One more step and Lionel would be close enough to touch Tess, and that was something Rafe couldn’t allow, not when anger held such a clear grip on the man. When the old witch moved again, Rafe stepped forward to place himself between him and Tess, inadvertently jerking on the hand that still gripped his bare arm. He heard her gasp and looked down to see all the color draining from her face.
He froze, instantly forgetting about Menzies and focusing all of his attention on his mate. “I am so sorry,
gatita.
I never meant to aggravate your injury. How badly does it hurt? Do you need to see a doctor this time?”
“What are you talking about? What injury?” Lionel demanded, shifting until he could see his granddaughter’s face over the Feline’s shoulder. “Tessa, did this animal hurt you?”
Rafe gave a muffled roar at the very idea, but Tess was already shaking her head.
“No, Granddad, Rafe didn’t hurt me,” she said. “I was mugged last night coming home. The guy who attacked me hit me a couple of times before someone scared him off. I’m just sore, is all. Sore and bruised. I’m fine. And I don’t need a doctor,” she added, for Rafe’s benefit.
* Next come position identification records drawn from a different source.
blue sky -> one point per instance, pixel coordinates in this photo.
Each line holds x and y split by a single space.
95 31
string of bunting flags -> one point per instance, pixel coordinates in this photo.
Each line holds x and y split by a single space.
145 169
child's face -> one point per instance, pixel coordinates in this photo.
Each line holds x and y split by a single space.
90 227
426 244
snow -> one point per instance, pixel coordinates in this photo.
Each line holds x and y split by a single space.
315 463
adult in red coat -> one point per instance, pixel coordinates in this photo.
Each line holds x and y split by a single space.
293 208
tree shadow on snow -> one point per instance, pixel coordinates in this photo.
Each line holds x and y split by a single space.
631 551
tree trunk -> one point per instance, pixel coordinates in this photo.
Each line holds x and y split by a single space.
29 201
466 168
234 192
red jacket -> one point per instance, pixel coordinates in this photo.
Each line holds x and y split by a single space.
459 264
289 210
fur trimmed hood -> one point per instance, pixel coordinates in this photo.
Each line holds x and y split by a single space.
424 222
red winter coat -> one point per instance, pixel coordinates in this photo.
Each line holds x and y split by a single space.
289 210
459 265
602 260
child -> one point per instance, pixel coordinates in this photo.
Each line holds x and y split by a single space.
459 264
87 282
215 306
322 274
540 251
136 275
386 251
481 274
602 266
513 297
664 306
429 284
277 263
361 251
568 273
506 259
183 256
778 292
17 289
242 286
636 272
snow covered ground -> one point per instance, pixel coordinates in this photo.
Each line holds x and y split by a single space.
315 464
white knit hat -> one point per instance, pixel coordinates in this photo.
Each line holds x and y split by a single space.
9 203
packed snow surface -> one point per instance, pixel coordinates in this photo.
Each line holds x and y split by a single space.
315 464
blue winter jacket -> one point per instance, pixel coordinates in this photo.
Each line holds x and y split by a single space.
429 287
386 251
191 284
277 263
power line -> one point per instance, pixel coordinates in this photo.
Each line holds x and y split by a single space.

“You don’t need to lie to protect him, Tessa. If he injured you in any way—”
“Granddad!” Tess snapped, waiting until the man fell silent and frowned down at her. “I’m not lying. Rafe would never hurt me. In fact, he took care of me last night when I got home. That’s why he stayed here last night—so he could look after me.”
Rafe bit back to urge to clarify that it hadn’t been the only reason he had stayed. Somehow, he didn’t think Tess would appreciate the interjection.
“At this point, I don’t think it’s all that important what you believe,” she said with a frown of her own. “What’s important is that you have the courtesy to treat me and my guests with respect while you’re in my home. Now might also be a good time for you to answer my original question: Why are you here, Granddad? You’ve always told me you’d rather be shot than step foot in my neighborhood. In fact, you seemed to think that if you did, you would be. So to what do I owe this surprise?”